|WARNING| [17/17] common/cnxk: add auth key len check in inbound SA
dpdklab at iol.unh.edu
dpdklab at iol.unh.edu
Thu Jun 11 16:53:39 CEST 2026
Test-Label: ai-code-review
Test-Status: WARNING
https://dpdk.org/patch/165287
_AI Code Review_
=== Patch Review: series.patch (via Claude) ===
Review date: 2026-06-11
# DPDK Patch Review: series.patch
This review covers 17 patches from a Marvell CNXK driver patch series submitted on June 11, 2026.
---
## Patch 01/17: net/cnxk: update mbuf next field for multi segment
**Summary:** Resets `mbuf->next` and `mbuf->nb_segs` for multi-segment mbufs on CN9K platform to comply with `rte_mbuf_raw_free_bulk()` requirements.
### Errors
1. **Incorrect guard for `mbuf->next = NULL` assignment** (cn9k_tx.h:672, 707, 985)
The patch conditionally sets `mbuf->next = NULL` only when `!(flags & NIX_TX_OFFLOAD_MBUF_NOFF_F)`. This is backwards.
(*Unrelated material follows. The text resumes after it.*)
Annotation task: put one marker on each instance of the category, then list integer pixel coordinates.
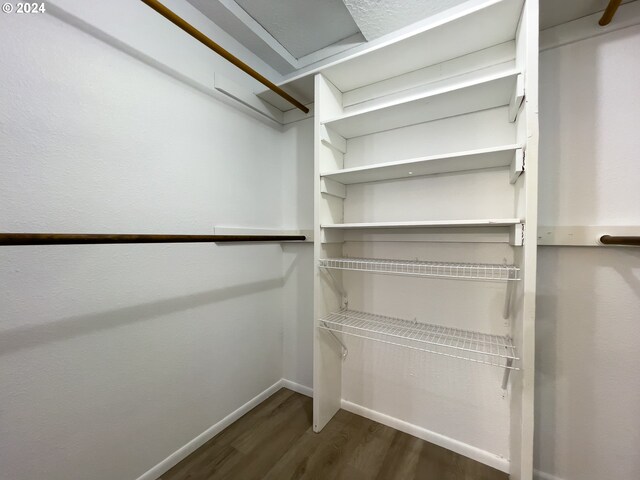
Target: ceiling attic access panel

The flag name suggests "no-off" (no reset), so the assignment should happen when the flag is **NOT set**. However, the code logic appears inverted: you're skipping the reset when NOFF is **clear** (the flag is absent).
**Expected behavior:**
- If `MBUF_NOFF_F` flag is set (meaning "do not reset"), skip the assignment.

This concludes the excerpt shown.